With fall sports beginning around the country, it is critically important for parents to be pro-active when it comes to practices in the heat and humidity of summer.
"Parents need to be empowered to question coaches," says Susan Yeargin, PhD, ATC, an Assistant Professor in the Applied Medicine and Rehabilitation Department at Indiana State University and MomsTeam's heat illness and hydration expert. "Coaches are often viewed as 'knowing best.' But that isn't always the case."
For instance, Dr. Yeargin notes, the Kentucky football coach who was indicted in 2009 for negligent manslaughter in the heat stroke death of 15-year-old Max Gilpin, although later acquitted, "had been 'educated' about heat illness, but still held an inappropriate practice that led to his death. There were numerous fathers and mothers watching the practice, but none of them said a thing."
The key is to ask the coaches questions at the preseason meeting, such as:
- What time of day are you going to hold practices?
- What will you do if it's too hot to practice?
- What do you consider too hot?
- How will you modify practice in high heat and humidity?
- How many breaks do they plan to give?
- What is your philosophy about practicing in the heat?
- What is your football philosophy?
Here are some additional suggestions for parents from Dr. Yeargin:
- ask coaches to promise that they will do what they say about how they will handle practice in the heat.
- If they don't uphold that promise, step in before or after practice and report the coach to the athletic director, club or league official.
- If a coach promises to hold practices only in the morning or evening and then you learn from your son/daughter that practice has been scheduled for the afternoon, complain to the coach. It is no time to hold back. The safety - indeed, the life - of your child or a teammate may depend on you speaking up.
- If practices have already started (as they have in many communities), and you are concerned about heat safety (understandable, especially given media reports about the deaths of at least five athletes already this summer), ask for a parents-only meeting with the coach and athletic trainer (if there is one) to discuss your concerns.
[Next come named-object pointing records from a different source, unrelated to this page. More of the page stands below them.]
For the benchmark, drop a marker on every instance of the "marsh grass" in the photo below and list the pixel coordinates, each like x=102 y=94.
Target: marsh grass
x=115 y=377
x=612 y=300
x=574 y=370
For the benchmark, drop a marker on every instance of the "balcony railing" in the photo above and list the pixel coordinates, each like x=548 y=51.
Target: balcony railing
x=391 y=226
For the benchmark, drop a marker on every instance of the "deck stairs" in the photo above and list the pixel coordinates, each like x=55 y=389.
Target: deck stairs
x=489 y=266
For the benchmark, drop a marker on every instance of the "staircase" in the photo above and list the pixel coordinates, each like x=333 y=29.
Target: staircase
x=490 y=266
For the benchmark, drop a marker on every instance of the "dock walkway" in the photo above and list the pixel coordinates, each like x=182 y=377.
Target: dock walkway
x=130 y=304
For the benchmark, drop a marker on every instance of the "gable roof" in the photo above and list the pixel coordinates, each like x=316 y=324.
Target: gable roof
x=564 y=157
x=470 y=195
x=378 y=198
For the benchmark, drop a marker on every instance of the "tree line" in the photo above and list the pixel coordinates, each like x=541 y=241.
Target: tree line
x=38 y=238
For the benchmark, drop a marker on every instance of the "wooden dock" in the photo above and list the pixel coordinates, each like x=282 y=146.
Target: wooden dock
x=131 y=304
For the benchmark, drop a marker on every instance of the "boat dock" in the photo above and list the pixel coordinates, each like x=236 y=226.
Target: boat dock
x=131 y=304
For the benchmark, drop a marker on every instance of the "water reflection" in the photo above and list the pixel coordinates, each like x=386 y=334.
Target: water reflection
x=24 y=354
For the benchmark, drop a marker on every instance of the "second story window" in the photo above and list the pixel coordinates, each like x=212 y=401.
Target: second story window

The coach will be more likely to engage in a safety dialogue if he is not on the field and his/her players are not around. Parents should then bring up their concerns about practice times and intensity.
"Unfortunately, the sad fact is that the main cause of heat stroke is exercise intensity that is too high or too long given the heat and humidity," says Dr. Yeargin. Exercise intensity and time of practice are two things coaches controls, so they need to be held accountable. Water and sports drinks are important, but they will not prevent a heat stroke if coaches are not careful about how and when they are having practice."